How well does this work in practice? Let’s take an example of a recently approved psychiatric drug, cariprazine (Vraylar). You can access the package insert here. Now compare cariprazine’s labeling with the old labeling for another relatively new antipsychotic, lurasidone (Latuda) here.
Looking at these two package inserts, you’ll see that the new system (used for cariprazine, which was approved in 2015) provides much more detailed information and has no letter grade. The lurasidone label gives us a reassuring B grade, but explains this grade with uninformative statements, ie, that we have no data in humans, either in pregnancy or breastfeeding. With cariprazine, we also have only animal data presented, but at least the label provides contact information for the registry, which over time will be populated with human data.
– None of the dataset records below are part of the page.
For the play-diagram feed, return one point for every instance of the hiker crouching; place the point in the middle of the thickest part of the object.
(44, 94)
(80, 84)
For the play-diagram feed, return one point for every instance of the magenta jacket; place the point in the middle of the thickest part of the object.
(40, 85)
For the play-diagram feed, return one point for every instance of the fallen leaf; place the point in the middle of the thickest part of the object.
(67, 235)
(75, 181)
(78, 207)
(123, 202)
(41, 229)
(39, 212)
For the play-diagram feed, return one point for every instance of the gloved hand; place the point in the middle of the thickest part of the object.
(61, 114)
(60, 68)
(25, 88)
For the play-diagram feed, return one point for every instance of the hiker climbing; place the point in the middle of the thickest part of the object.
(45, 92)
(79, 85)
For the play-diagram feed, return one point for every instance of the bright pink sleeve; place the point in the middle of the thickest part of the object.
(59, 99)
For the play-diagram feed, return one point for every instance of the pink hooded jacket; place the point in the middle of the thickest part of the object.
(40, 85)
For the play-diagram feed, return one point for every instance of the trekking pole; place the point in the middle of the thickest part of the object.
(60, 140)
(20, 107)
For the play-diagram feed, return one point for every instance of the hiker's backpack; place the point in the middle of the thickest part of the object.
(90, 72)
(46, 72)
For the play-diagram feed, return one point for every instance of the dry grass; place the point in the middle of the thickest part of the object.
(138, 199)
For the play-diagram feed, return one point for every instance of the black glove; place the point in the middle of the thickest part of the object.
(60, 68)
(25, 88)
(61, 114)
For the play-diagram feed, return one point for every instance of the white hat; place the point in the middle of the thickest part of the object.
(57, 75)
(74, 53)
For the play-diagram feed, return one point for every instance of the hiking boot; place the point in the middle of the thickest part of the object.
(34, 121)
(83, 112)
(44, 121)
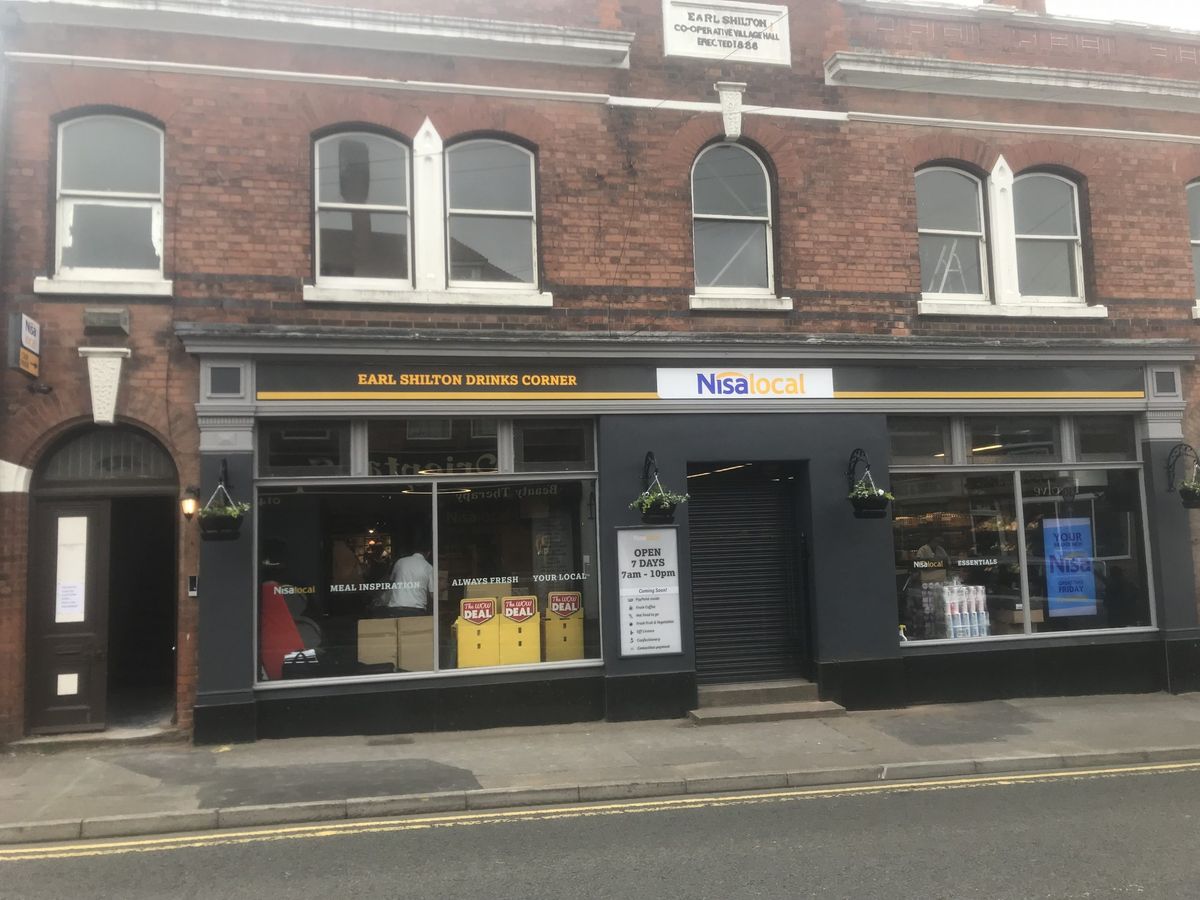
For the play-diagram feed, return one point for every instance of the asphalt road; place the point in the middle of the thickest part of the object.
(1117, 834)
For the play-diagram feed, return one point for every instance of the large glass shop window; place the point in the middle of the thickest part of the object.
(359, 581)
(958, 546)
(519, 563)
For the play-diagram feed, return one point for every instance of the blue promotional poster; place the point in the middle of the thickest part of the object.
(1071, 582)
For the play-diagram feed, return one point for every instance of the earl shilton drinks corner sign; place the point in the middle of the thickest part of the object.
(732, 31)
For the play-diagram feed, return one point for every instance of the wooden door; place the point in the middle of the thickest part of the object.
(69, 616)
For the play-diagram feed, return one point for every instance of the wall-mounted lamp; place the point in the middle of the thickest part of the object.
(190, 503)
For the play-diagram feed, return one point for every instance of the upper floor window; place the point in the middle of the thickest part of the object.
(1049, 259)
(1194, 231)
(1020, 253)
(949, 223)
(731, 219)
(363, 210)
(109, 199)
(490, 213)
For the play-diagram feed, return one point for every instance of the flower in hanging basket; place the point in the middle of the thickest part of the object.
(865, 490)
(1189, 492)
(235, 510)
(657, 504)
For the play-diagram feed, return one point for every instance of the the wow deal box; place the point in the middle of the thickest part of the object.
(520, 633)
(563, 625)
(479, 633)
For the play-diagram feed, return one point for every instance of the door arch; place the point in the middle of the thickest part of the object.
(102, 582)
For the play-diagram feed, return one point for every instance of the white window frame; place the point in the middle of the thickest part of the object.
(737, 298)
(94, 280)
(429, 262)
(984, 295)
(1075, 239)
(351, 282)
(531, 216)
(1007, 298)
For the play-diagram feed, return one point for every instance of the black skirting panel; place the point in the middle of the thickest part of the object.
(1021, 671)
(669, 695)
(443, 707)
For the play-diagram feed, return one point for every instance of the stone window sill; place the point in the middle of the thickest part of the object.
(1041, 310)
(156, 287)
(455, 297)
(750, 303)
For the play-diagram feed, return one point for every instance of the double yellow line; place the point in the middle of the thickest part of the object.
(378, 826)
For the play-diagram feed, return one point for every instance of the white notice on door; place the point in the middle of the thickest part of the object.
(71, 575)
(649, 592)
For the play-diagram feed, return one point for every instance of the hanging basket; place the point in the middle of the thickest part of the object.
(221, 528)
(659, 515)
(870, 507)
(222, 516)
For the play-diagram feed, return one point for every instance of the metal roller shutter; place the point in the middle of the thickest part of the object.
(744, 580)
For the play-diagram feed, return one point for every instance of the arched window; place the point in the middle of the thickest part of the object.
(731, 221)
(1194, 231)
(490, 214)
(109, 199)
(951, 228)
(1049, 258)
(364, 232)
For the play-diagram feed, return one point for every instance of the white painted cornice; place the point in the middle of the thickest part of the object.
(13, 478)
(289, 22)
(923, 75)
(1011, 15)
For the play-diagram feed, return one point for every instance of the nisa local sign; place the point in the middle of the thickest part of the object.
(721, 383)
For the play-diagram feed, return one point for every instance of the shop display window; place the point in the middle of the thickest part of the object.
(517, 565)
(1012, 438)
(970, 564)
(1085, 556)
(432, 447)
(957, 545)
(1104, 438)
(553, 444)
(364, 581)
(919, 441)
(304, 449)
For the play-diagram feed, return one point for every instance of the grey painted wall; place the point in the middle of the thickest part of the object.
(852, 601)
(227, 598)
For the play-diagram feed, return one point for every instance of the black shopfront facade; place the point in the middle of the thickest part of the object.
(432, 541)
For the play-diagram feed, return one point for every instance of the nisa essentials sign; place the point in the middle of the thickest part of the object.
(718, 383)
(1071, 582)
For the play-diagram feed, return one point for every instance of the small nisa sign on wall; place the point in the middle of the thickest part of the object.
(24, 345)
(738, 33)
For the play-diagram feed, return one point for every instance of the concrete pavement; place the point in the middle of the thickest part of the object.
(177, 787)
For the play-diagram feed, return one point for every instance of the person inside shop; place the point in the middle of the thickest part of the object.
(934, 549)
(411, 592)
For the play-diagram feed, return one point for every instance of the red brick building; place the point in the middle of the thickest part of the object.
(424, 291)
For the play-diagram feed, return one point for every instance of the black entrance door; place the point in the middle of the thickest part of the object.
(747, 570)
(69, 617)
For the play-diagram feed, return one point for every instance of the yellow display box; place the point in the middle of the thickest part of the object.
(562, 629)
(520, 634)
(478, 631)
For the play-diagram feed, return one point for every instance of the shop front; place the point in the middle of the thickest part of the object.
(441, 537)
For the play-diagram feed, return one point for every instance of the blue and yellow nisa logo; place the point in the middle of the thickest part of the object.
(729, 384)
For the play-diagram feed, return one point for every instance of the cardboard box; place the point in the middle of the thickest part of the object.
(414, 635)
(1015, 617)
(378, 642)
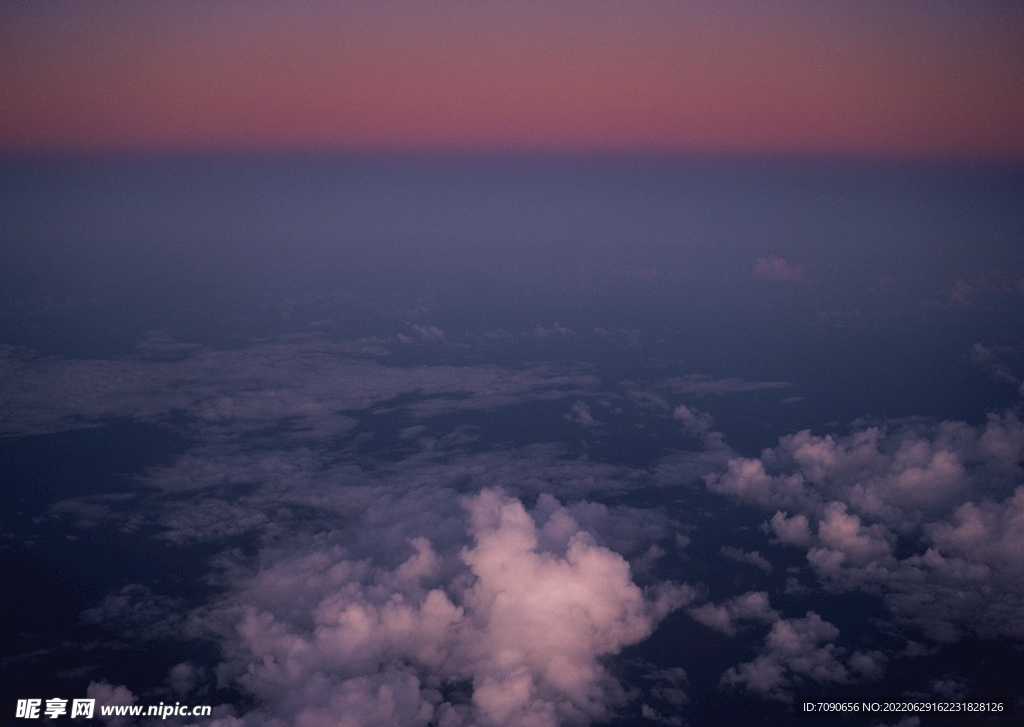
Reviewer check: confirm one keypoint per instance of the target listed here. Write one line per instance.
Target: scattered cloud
(522, 614)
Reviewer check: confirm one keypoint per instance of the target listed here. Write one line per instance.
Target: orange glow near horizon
(115, 76)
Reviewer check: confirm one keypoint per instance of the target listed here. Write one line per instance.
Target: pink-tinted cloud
(525, 614)
(776, 268)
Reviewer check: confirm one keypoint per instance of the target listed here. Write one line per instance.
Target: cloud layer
(509, 629)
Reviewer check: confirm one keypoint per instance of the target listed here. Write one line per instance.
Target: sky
(512, 365)
(916, 79)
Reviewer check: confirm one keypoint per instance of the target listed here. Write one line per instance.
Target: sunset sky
(921, 79)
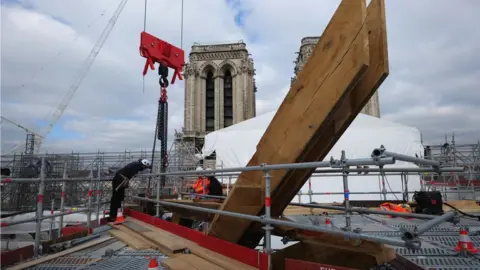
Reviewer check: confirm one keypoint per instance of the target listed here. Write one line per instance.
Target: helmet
(208, 173)
(145, 162)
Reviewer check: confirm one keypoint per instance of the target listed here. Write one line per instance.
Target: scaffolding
(22, 196)
(379, 158)
(451, 154)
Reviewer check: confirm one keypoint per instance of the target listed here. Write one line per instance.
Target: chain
(162, 120)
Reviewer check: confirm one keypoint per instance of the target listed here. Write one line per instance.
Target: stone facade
(219, 88)
(308, 44)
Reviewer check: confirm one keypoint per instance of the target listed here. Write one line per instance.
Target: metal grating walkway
(437, 244)
(123, 263)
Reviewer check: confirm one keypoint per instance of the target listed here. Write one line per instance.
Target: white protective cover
(235, 145)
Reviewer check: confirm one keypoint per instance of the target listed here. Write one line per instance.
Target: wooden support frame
(308, 112)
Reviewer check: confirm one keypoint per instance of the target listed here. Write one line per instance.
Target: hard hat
(208, 173)
(145, 162)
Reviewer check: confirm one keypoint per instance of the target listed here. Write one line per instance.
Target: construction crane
(77, 80)
(32, 140)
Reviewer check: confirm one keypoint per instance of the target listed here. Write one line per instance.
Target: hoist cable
(145, 17)
(181, 29)
(144, 30)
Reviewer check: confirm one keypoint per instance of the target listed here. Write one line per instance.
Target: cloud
(434, 64)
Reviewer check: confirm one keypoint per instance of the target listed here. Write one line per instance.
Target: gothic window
(210, 103)
(227, 99)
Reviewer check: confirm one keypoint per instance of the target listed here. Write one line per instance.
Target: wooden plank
(314, 252)
(340, 58)
(135, 235)
(213, 257)
(160, 239)
(218, 259)
(176, 263)
(349, 108)
(165, 241)
(59, 254)
(130, 240)
(199, 262)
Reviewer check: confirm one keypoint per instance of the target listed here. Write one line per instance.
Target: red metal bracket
(159, 51)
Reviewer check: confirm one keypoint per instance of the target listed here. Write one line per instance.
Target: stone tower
(308, 44)
(219, 89)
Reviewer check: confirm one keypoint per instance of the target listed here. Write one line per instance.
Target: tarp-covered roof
(234, 146)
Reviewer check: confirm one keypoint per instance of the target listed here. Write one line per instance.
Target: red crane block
(159, 51)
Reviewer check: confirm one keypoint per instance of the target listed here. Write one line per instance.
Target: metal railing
(378, 158)
(39, 217)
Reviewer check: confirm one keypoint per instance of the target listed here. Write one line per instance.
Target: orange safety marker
(153, 265)
(120, 218)
(464, 243)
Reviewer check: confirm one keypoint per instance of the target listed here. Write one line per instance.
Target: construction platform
(131, 245)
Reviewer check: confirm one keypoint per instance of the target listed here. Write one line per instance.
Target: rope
(143, 78)
(181, 29)
(145, 18)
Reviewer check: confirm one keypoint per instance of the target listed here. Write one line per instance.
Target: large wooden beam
(348, 109)
(339, 60)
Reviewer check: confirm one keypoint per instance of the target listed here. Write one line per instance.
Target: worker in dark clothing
(120, 182)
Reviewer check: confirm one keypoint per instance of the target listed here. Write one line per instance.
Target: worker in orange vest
(207, 184)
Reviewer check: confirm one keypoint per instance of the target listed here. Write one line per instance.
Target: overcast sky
(434, 51)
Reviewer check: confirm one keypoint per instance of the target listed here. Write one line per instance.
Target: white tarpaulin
(234, 146)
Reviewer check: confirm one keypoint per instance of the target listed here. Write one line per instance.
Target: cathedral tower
(219, 89)
(308, 44)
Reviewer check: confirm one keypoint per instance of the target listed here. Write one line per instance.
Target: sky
(433, 46)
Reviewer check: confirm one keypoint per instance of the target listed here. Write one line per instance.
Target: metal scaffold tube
(41, 187)
(382, 152)
(290, 166)
(60, 214)
(422, 228)
(410, 243)
(366, 211)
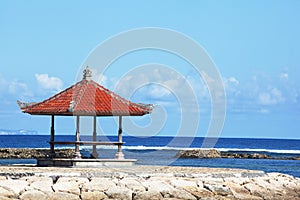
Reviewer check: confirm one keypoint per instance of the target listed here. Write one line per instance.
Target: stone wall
(145, 183)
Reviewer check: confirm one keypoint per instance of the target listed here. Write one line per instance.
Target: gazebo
(86, 98)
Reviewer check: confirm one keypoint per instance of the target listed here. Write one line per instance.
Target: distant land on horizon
(18, 132)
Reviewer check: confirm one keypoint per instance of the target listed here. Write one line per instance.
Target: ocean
(162, 151)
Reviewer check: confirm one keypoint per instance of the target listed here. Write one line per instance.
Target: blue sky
(254, 44)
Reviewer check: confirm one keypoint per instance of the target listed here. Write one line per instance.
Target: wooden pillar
(94, 153)
(77, 152)
(120, 154)
(52, 132)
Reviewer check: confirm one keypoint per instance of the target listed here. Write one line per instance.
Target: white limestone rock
(147, 195)
(119, 193)
(17, 186)
(98, 184)
(132, 184)
(45, 185)
(182, 183)
(7, 193)
(68, 187)
(33, 195)
(95, 195)
(63, 196)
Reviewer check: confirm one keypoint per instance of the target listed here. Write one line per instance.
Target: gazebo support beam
(77, 152)
(120, 154)
(94, 153)
(52, 132)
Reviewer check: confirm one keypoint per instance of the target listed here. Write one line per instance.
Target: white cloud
(264, 111)
(49, 83)
(284, 76)
(16, 87)
(272, 97)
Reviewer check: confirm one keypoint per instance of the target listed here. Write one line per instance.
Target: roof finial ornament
(87, 73)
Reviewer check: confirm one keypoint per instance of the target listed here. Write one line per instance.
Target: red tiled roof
(86, 98)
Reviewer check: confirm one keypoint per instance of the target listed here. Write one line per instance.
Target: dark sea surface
(162, 150)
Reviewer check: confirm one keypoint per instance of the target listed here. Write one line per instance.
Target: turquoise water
(162, 151)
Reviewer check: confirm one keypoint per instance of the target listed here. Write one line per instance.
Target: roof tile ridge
(82, 90)
(52, 97)
(118, 97)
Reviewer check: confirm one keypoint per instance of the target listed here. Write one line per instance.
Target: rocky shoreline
(144, 182)
(29, 153)
(213, 153)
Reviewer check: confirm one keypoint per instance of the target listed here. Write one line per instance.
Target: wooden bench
(85, 143)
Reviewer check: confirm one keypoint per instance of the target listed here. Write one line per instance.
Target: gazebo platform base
(73, 162)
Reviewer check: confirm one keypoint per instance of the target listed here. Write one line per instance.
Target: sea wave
(160, 148)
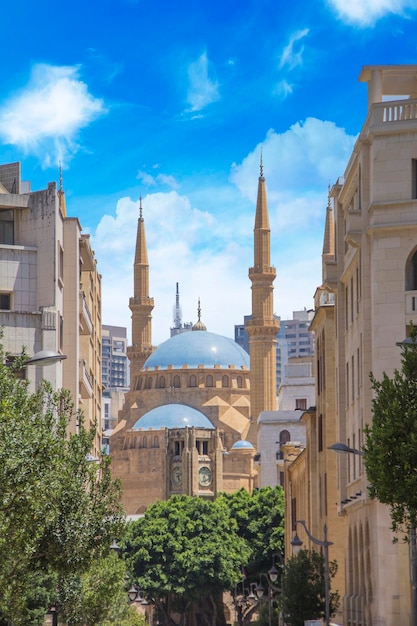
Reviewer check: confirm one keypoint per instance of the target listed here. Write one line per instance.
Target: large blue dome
(172, 416)
(196, 348)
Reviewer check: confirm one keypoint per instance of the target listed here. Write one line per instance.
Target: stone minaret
(141, 304)
(262, 327)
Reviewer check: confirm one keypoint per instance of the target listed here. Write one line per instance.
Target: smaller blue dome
(242, 445)
(172, 416)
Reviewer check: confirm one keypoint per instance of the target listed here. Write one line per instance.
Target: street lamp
(270, 578)
(297, 543)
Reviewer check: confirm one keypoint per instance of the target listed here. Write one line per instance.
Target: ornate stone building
(187, 426)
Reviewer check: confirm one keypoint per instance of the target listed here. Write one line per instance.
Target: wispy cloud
(292, 55)
(367, 12)
(162, 179)
(203, 88)
(209, 252)
(46, 116)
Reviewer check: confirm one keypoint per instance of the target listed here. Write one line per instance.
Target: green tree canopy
(390, 450)
(260, 520)
(303, 596)
(184, 553)
(58, 511)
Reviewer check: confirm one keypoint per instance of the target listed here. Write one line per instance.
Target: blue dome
(242, 445)
(196, 348)
(172, 416)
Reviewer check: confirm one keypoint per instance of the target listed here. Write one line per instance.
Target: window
(411, 273)
(5, 301)
(202, 447)
(320, 433)
(284, 437)
(6, 226)
(301, 404)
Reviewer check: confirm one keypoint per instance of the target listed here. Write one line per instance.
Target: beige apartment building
(363, 308)
(189, 422)
(50, 291)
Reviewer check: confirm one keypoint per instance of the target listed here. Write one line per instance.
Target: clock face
(176, 476)
(204, 476)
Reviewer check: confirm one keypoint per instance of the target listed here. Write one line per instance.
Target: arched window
(284, 437)
(411, 272)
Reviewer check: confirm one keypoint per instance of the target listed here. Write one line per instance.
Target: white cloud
(209, 253)
(283, 89)
(45, 118)
(292, 55)
(203, 89)
(368, 12)
(152, 181)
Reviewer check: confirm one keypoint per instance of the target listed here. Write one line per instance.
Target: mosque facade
(189, 420)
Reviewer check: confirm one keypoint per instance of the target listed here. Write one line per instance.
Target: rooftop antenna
(177, 310)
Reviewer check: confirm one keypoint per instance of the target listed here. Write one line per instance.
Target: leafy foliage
(390, 450)
(185, 552)
(98, 596)
(260, 520)
(303, 595)
(58, 511)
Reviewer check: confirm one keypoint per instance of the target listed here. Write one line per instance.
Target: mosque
(189, 420)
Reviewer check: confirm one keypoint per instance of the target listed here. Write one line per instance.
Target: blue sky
(174, 100)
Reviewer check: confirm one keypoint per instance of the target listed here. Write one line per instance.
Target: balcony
(86, 386)
(86, 322)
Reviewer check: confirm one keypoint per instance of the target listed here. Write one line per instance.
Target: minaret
(262, 327)
(328, 240)
(141, 305)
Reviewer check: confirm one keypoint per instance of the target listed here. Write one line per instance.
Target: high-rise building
(114, 356)
(50, 291)
(293, 339)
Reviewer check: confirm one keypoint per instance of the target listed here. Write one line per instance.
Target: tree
(98, 596)
(260, 520)
(58, 511)
(184, 553)
(303, 595)
(390, 450)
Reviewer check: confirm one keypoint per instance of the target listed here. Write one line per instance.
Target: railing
(398, 111)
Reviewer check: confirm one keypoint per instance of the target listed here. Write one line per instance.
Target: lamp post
(411, 341)
(325, 543)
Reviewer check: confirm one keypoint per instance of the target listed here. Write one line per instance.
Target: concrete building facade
(364, 307)
(50, 291)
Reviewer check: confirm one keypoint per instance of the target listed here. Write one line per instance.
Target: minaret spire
(263, 326)
(328, 242)
(141, 304)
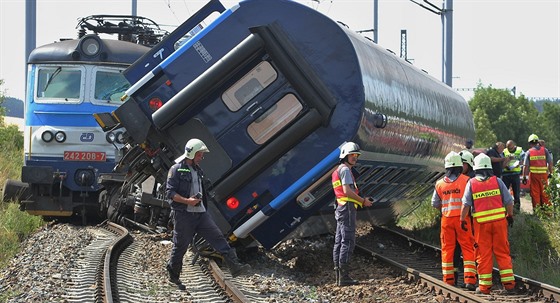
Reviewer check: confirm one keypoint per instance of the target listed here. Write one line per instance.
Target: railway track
(422, 262)
(111, 266)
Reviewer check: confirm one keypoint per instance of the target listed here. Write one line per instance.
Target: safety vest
(487, 200)
(537, 161)
(517, 157)
(341, 198)
(451, 193)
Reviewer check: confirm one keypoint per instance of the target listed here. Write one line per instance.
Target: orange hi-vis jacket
(341, 198)
(487, 200)
(537, 161)
(451, 194)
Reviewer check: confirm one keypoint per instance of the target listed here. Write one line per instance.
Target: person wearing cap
(512, 170)
(348, 200)
(491, 205)
(467, 158)
(187, 198)
(496, 154)
(469, 144)
(538, 165)
(447, 198)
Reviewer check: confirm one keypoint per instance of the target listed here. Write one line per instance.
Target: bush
(15, 226)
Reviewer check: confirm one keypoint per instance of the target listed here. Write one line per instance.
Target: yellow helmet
(349, 148)
(533, 138)
(453, 160)
(482, 161)
(467, 157)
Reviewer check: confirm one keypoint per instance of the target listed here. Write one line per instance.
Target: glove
(510, 221)
(464, 225)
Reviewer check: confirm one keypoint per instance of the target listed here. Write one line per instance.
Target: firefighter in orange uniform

The cariprazine label also adds useful information about the background risk for malformation and the drug class risks.
Since cariprazine and lurasidone are still relatively new drugs, their current data are limited, but eventually the narrative will include a wealth of details, such as risks associated with underlying illness, necessary dosage adjustments in pregnancy, and effects on labor and delivery.
The old letter grade had the benefit of providing a quick and dirty summary, but as we are learning more about drugs in pregnancy, such a shorthand is no longer feasible. That’s unfortunate, because it means we have to slog through narratives that will become longer and longer over time. Luckily, there are publications such as TCPR and others whose mission in life is to synthesize this data for you.
Another component of the new PLLR is a statement about background risk of adverse pregnancy outcomes: eg, “The estimated background risk of major birth defects and miscarriage for the indicated populations is unknown. In the U.S. general population, the estimated background risk of major birth defects and miscarriage in clinically recognized pregnancies is 2%–4% and 15%–20%, respectively.”
When does the new system actually begin? The new system is already in place for all medications approved after June of 2015. For meds that were approved between 2001 and 2015, companies have until 2020 to create the revisions. Finally, for meds approved before 2001, don’t hold your breath—the FDA recommends, but does not require, manufacturers to provide new data for these older medications.
TCPR Verdict: The new labeling has received rave reviews from heavyweight organizations such as The American Academy of Pediatrics and the American College of Obstetrics and Gynecology. Overall, we think this is a step in the right direction, but the longer narratives will be challenging for busy prescribers.